Miles Gilbert “Tim” Horton (January 12, 1930 – February 21, 1974) was a Canadian professional ice hockey defenceman – playing 24 seasons in the National Hockey League for the Toronto Maple Leafs, New York Rangers, Pittsburgh Penguins, and Buffalo Sabres – as well as a businessman and co-founder of fast food chain Tim Hortons. He died in an automobile crash in St. Catharines, Ontario, in 1974 at the age of 44.
Tim Horton grew up playing ice hockey in Cochrane, and later in the mining country near Timmins. The Toronto Maple Leafs organization signed him, and in 1948 he moved to Toronto to play junior hockey and attended St. Michael’s College School.
Two years later, he turned pro with the Leafs’ farm team, the Pittsburgh Hornets of the American Hockey League, and most of his first three seasons were spent with Pittsburgh. He played in his first NHL game on March 26, 1950, but did not appear in the NHL again until the fall of 1952. He remained a Leaf until 1970, winning four Stanley Cups. Horton later played for the New York Rangers, Pittsburgh Penguins and Buffalo Sabres. Horton was known for his tremendous strength and calmness under pressure, and had relatively few penalty minutes for an enforcer-type defenceman. Horton was a hard-working and durable defenceman who was also an effective puck carrier – in 1964–65 he played right wing for the Leafs. He was named an NHL First Team All-Star three times (1964, 1968, and 1969). He was selected to the NHL Second Team three more times (1954, 1963, 1967). He appeared in six National Hockey League All-Star Games.
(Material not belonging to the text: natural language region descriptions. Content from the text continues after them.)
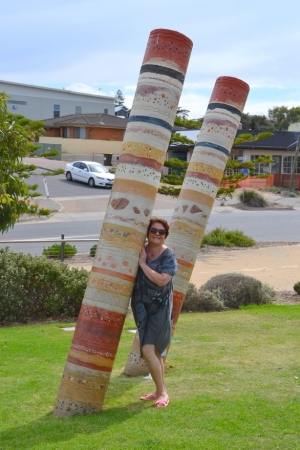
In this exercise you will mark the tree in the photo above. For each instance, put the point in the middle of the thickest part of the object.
(182, 120)
(119, 98)
(17, 134)
(282, 117)
(256, 122)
Between February 11, 1961, and February 4, 1968, Horton appeared in 486 consecutive regular-season games; this remains the Leafs club record for consecutive games and was the NHL record for consecutive games by a defencemen until broken by Karlis Skrastins on February 8, 2007. On March 12, 1955, he had suffered a broken leg and jaw after being checked by Bill Gadsby of the Rangers. The injuries were so severe that he missed much of the following season, and there had been some doubt as to whether he would ever be able to return to the game.
Horton had a reputation for enveloping players who were fighting him in a crushing bear hug. Boston Bruins winger Derek Sanderson once bit Horton during a fight; years later, Horton’s widow, Lori, still wondered why. “Well,” Sanderson replied, “I felt one rib go, and I felt another rib go, so I just had—to, well, get out of there!”
Injuries and age were little more than minor inconveniences to Horton, who was generally acknowledged as the strongest man in the game while he was playing. Chicago Blackhawks winger Bobby Hull declared, “There were defensemen you had to fear because they were vicious and would slam you into the boards from behind, for one, Eddie Shore. But you respected Tim Horton because he didn’t need that type of intimidation. He used his tremendous strength and talent to keep you in check.”
In 1962, he scored three goals and 13 assists in 12 playoff games, setting a Leafs team record for playoff points by a defenceman that was tied in 1978 by Ian Turnbull (who played 13 games) and was not broken until 1994, when David Ellett registered 18 points (albeit in 18 games).
In spite of the fact that Horton was 42 years old at the time, and suffering from considerable nearsightedness, former Leafs general manager Punch Imlach signed Horton for the Sabres in 1972. His performance aided the Sabres in their first playoff appearance in 1973. He subsequently signed a contract extension in the offseason.
Horton wore the number 7 while playing for the Leafs, the same number worn by King Clancy from 1931–32 to 1936–37. The team declared both Horton and Clancy honoured players at a ceremony on November 21, 1995, but did not retire the number 7 from team use; instead, it became an Honoured Jersey Number, abiding by Leafs honours policy. Horton wore number 2 in Buffalo (as Rick Martin already had the number 7), which was retired.
Horton believed that he had taken too many penalties early in his career because of his “hot temper”.
In 1964, Horton opened his first Tim Horton Doughnut Shop in Hamilton, Ontario on Ottawa Street. He even added a few of his culinary creations to the initial menu. By 1967, Horton had become a multi-million dollar franchise system. Horton’s previous business ventures included both a hamburger restaurant and Studebaker auto dealership in Toronto.
Upon Horton’s death in 1974, his business partner, Ron Joyce, bought out the Horton family’s shares for $1 million and took over as sole owner of the existing chain of 40 stores.
Today, in addition to over 3,000 locations in Canada, there are over 556 Tim Hortons Doughnut Shops in the United States, and they can be found in Michigan, Ohio, New York, Maine, Pennsylvania, and other American states, mainly in the Northeast and the Great Lakes region. There was also a Tim Hortons on the Kandahar Canadian Military base in Afghanistan until late 2011. There are also a number of Tim Hortons in the United Kingdom and Ireland. In November 2011, Tim Horton’s opened up a new location in Abu Dhabi at Mushrif Mall.
Ron Joyce’s son married Horton’s daughter, returning the Horton family to the company.